Open Qengineering opened 3 years ago
Thanks ! I think it is because the vulkan driver is still not mature enough and does not do a good job of shader optimization.
raspberry 4b gpu videocore6 has only 32gflops, while jetson nano reaches 472 gflops, way better than raspi4b. Of course it's disappointing. https://www.cpu-monkey.com/en/igpu-broadcom_videocore_vi-221 https://developer.nvidia.com/embedded/jetson-modules
@zylo117 You're missing the point here. It is not a comparison between RPi and Nano. The RPi has a lower FPS with Vulkan than without. To make sure that the Vulkan mechanism is working properly, the same test is performed with the Nano. As you expected, the FPS are now much higher with Vulkan than without. So the algorithm works well, but the RPi lacks good drivers so far, as @nihui also indicates.

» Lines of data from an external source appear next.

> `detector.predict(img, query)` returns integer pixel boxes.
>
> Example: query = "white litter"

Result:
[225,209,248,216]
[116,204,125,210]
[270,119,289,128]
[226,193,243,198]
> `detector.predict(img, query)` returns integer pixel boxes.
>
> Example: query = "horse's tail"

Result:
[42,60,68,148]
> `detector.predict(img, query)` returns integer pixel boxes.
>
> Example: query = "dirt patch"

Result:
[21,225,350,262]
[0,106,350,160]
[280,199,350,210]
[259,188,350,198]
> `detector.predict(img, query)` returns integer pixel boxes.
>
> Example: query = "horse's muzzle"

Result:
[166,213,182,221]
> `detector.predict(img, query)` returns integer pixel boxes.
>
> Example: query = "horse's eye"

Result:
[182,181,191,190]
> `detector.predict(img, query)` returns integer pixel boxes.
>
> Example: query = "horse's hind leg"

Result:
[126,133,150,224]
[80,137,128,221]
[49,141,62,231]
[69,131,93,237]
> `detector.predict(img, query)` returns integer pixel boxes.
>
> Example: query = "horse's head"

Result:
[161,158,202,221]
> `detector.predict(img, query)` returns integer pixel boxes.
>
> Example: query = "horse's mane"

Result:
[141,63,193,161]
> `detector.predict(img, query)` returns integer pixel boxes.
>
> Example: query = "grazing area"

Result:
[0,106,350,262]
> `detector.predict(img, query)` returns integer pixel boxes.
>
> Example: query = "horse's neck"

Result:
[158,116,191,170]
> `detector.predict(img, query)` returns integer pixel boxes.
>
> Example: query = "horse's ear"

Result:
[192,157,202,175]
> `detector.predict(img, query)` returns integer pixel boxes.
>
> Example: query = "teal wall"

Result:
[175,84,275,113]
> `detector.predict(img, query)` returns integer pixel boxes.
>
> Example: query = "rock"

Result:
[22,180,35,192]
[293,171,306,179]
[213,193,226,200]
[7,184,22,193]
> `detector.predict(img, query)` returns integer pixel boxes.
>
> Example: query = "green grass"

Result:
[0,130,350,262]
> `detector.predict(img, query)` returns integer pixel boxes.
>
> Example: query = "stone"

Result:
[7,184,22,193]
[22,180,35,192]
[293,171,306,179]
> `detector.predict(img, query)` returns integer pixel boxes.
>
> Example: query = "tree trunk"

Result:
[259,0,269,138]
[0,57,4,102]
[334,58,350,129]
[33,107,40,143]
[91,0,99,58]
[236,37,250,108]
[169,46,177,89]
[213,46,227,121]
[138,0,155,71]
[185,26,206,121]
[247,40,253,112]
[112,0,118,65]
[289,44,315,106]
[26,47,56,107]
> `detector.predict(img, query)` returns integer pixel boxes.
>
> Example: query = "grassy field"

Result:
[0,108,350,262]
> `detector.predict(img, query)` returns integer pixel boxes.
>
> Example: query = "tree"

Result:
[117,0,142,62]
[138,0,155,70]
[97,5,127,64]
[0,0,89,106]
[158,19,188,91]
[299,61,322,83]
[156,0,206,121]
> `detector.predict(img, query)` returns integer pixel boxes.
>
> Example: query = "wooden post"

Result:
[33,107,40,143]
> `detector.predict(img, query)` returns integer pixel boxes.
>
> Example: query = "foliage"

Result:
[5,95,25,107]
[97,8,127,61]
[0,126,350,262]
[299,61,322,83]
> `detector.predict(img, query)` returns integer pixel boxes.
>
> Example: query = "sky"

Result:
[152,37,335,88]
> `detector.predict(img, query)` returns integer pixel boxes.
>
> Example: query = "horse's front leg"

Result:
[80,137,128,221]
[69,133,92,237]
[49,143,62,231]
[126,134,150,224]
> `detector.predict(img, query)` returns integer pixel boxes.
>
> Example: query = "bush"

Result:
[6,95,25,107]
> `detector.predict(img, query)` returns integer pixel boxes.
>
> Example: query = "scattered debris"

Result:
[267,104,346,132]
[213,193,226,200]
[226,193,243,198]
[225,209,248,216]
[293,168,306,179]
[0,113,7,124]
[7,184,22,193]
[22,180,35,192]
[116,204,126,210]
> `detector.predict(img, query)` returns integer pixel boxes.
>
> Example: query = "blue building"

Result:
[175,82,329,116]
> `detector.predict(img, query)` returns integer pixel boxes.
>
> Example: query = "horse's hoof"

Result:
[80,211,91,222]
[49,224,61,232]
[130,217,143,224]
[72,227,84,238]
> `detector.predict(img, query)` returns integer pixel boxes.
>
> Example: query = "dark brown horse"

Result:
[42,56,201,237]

But it's hard to tell whether it's because of immature driver or due the poor performance of the gpu.
If it's the latter, which can be observered from the results you posted and their flops gap, vulkan can't help making the inference any faster.
Has the situation changed?
No, not yet. As long as Vulkan drivers for the Raspberry Pi lack the 16-bit floating point or 8-bit integers, it won't be faster than a CPU-only version.
Raspberry Pi OS Now Shipping With Vulkan Support By Default.
Has the situation changed?
Sadly not. Despite the incorporated Vulkan engine, you still get poor results. See for yourself.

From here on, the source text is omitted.